Senate Banking holds Miran confirmation hearing. Stephen Miran, Trump’s nominee to complete the remaining four months of outgoing Fed Governor Adriana Kugler’s term, had a confirmation hearing on September 4th. The hearing featured questions from both parties about whether Miran would maintain the Fed’s independence, given his current role as Chairman of the Council of Economic Advisers. He stated that he would take a leave of absence if confirmed and insisted he would make decisions based on his own judgment. Senators also pressed him on his views regarding interest rates, inflation, and past statements on data quality and immigration-related economic effects.

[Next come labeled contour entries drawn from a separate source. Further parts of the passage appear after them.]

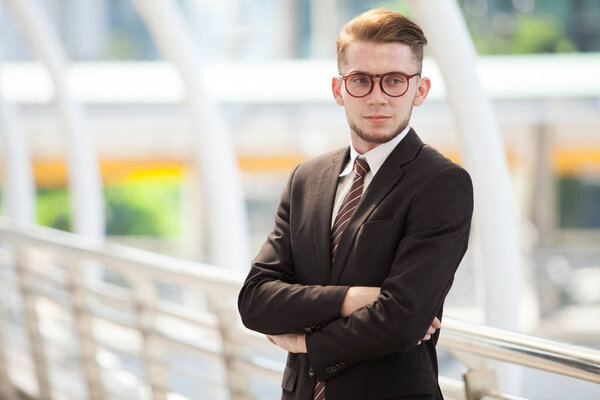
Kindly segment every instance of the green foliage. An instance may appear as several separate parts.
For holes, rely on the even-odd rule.
[[[373,8],[385,8],[413,18],[412,10],[405,0],[381,0],[377,1]]]
[[[138,60],[143,56],[136,38],[118,31],[110,35],[102,51],[102,59],[105,60]]]
[[[179,182],[140,181],[105,188],[106,234],[176,236],[179,234]],[[37,193],[38,223],[71,230],[66,189]]]
[[[537,54],[577,51],[566,37],[563,22],[553,15],[521,14],[514,18],[512,33],[499,33],[492,18],[481,17],[470,24],[479,54]],[[496,24],[497,28],[497,24]]]
[[[71,230],[70,201],[67,189],[37,191],[37,222],[63,231]]]
[[[178,182],[136,182],[105,189],[107,235],[179,233]]]
[[[600,227],[600,180],[563,177],[557,189],[561,228]]]

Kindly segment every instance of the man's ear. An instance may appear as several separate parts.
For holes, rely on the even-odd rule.
[[[429,94],[429,89],[431,89],[431,81],[427,77],[423,77],[419,79],[419,84],[417,86],[417,94],[415,95],[415,99],[413,100],[413,106],[418,107],[425,102],[427,95]]]
[[[333,98],[340,106],[344,105],[344,98],[342,97],[342,82],[342,79],[338,77],[334,77],[331,80],[331,92],[333,93]]]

Regulators publish spring 2025 agendas. This week, each of the federal agencies released their spring 2025 unified agendas. The Fed, OCC, and FDIC include proposals regarding the enhanced supplementary leverage ratio, reputational risk, and Basel III endgame revisions. The CFPB's agenda includes a number of rule rescissions and plans to adjust the definitions of larger participants in various markets. The SEC and the CFTC agendas focus on digital asset regulation, market structure modernization, swap reporting reforms, and data transparency initiatives.
SEC and CFTC align on digital assets spot trading and more. On September 2nd, the SEC and CFTC issued a joint statement confirming the ability of designated contract markets (DCMs), foreign boards of trade (FBOTs) and (national securities exchanges) NSEs to facilitate spot crypto trading. Three days later, the agencies on September 5th released another joint statement highlighting future areas of coordination, including regulatory harmonization, capital and margin frameworks and innovation exemptions.

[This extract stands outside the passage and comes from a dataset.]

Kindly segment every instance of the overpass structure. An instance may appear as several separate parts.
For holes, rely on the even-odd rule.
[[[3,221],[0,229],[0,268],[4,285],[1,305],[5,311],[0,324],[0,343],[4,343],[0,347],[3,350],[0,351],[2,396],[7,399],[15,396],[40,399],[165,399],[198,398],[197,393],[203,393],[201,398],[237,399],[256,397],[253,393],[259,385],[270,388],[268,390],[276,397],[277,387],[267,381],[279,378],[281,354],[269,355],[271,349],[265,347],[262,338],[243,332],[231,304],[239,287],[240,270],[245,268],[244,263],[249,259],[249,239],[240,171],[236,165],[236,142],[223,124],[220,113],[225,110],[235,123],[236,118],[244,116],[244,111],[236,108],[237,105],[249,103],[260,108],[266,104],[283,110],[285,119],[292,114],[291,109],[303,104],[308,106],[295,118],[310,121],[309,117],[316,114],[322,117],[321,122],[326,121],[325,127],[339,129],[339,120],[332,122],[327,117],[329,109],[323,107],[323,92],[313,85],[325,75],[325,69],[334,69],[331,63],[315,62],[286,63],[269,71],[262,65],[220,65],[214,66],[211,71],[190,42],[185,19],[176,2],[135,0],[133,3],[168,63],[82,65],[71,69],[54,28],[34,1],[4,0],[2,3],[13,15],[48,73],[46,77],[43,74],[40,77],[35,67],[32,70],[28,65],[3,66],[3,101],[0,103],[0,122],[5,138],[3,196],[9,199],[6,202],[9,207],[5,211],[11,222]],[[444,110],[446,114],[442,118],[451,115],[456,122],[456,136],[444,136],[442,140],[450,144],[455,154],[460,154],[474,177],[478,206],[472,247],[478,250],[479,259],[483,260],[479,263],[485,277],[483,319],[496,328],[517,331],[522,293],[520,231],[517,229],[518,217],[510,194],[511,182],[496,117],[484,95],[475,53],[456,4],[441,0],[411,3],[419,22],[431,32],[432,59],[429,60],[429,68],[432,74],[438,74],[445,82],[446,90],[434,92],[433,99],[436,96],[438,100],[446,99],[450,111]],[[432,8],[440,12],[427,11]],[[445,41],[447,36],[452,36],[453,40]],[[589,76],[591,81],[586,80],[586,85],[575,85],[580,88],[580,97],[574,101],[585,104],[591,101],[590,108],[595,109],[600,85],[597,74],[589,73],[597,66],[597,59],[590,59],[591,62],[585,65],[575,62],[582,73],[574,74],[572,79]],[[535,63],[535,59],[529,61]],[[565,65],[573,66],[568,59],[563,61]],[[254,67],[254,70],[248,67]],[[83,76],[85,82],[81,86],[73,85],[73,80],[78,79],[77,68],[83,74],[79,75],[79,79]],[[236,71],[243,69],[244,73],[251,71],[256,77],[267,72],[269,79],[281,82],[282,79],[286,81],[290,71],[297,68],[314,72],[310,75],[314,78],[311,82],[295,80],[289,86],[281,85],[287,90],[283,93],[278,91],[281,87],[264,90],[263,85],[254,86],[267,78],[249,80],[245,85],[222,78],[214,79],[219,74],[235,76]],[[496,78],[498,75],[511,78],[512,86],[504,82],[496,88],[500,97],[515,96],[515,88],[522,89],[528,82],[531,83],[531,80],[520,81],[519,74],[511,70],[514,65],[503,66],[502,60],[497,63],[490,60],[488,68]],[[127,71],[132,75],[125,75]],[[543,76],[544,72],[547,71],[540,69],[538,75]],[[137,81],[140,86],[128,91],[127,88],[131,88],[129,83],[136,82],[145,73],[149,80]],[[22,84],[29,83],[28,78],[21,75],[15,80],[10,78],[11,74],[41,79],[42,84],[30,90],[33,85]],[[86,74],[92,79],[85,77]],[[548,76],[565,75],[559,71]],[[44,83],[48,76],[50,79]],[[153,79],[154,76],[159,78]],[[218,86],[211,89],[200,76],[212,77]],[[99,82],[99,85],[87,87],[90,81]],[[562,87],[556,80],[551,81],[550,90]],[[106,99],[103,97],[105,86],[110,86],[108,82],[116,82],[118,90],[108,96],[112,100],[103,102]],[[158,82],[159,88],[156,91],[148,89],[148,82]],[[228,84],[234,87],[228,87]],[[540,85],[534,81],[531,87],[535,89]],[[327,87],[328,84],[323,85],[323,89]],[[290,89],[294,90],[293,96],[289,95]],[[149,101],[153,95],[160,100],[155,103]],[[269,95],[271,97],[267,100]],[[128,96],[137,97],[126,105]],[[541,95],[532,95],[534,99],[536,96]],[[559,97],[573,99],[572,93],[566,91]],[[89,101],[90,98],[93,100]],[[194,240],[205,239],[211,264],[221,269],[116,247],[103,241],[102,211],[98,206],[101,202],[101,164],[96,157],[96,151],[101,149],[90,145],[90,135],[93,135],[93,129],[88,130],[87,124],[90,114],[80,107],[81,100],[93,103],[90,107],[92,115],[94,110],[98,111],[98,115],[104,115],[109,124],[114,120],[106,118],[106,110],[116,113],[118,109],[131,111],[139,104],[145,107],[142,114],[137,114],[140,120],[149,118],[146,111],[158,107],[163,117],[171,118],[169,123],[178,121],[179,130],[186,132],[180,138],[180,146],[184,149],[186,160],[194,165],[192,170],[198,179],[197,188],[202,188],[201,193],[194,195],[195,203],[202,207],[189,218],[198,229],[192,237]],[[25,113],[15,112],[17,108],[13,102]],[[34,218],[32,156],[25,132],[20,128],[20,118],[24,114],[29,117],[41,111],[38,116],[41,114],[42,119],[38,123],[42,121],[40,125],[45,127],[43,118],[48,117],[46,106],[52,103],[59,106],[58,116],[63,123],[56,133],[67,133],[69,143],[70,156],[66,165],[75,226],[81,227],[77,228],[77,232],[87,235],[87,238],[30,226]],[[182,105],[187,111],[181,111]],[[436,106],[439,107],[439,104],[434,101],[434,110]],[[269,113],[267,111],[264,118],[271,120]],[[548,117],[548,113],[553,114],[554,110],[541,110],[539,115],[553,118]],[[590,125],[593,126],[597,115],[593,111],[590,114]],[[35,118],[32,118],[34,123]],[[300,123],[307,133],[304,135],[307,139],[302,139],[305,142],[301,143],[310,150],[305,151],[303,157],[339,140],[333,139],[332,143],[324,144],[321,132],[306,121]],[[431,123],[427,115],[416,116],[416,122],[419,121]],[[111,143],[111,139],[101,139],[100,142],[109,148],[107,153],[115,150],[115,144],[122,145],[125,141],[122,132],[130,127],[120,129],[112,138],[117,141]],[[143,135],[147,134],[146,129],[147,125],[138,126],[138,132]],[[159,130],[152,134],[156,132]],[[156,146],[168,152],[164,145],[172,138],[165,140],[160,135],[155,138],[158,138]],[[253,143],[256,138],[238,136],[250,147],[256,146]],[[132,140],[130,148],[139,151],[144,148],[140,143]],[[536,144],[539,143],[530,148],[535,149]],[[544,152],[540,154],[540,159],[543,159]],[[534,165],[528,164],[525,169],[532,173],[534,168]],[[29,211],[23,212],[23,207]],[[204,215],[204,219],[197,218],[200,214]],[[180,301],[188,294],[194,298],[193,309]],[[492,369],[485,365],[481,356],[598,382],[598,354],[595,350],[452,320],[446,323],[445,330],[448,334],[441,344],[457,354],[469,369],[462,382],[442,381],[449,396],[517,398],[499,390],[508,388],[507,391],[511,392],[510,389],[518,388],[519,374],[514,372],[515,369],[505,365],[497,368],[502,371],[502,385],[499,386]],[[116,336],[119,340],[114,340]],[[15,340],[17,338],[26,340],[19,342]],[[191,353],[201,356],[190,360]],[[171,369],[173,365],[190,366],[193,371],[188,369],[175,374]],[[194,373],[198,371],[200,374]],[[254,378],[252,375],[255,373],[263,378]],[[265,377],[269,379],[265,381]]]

Fed to host conference on payments innovation in October. On August 21st, the Fed announced it will host a conference on payments innovation on October 21st. The event will explore developments in emerging technologies, with panels on stablecoins, AI in payments, tokenization, and the convergence of traditional and decentralized finance.
SEC launches task force to combat cross-border fraud. On September 5th, the SEC announced the formation of a new Cross-Border Task Force within the Division of Enforcement. The task force will focus on detecting and prosecuting market manipulation and fraud involving foreign-based companies, including “pump-and-dump” and “ramp-and-dump” schemes. It will also scrutinize the role of gatekeepers, such as auditors and underwriters, in helping companies from foreign jurisdictions access U.S. capital markets.
FDIC updates Consumer Compliance Examination Manual to remove disparate impact analysis. On August 29th, the FDIC announced updates to its Consumer Compliance Examination Manual, stating that examiners will now evaluate fair lending violations only through evidence of disparate treatment, not disparate impact. This includes updates to Sections 1.1, 2.1, and 4.1 under Fair Lending Laws and Regulations, as well as Section VII-1.1 on Unfair, Deceptive, and Abusive Acts or Practices (UDAAP). A redlined document that identifies the changes can be accessed here.
1 The SCB is a firm-specific capital requirement equivalent to the difference between a firm’s starting and minimum projected Common Equity Tier 1 (CET1) capital ratios under the severely adverse scenario in the Fed’s annual stress test, plus four quarters of planned common stock dividends. The SCB is added to the 4.5% CET1 minimum and any applicable GSIB surcharge to determine the firm’s total CET1 capital requirement for the coming year.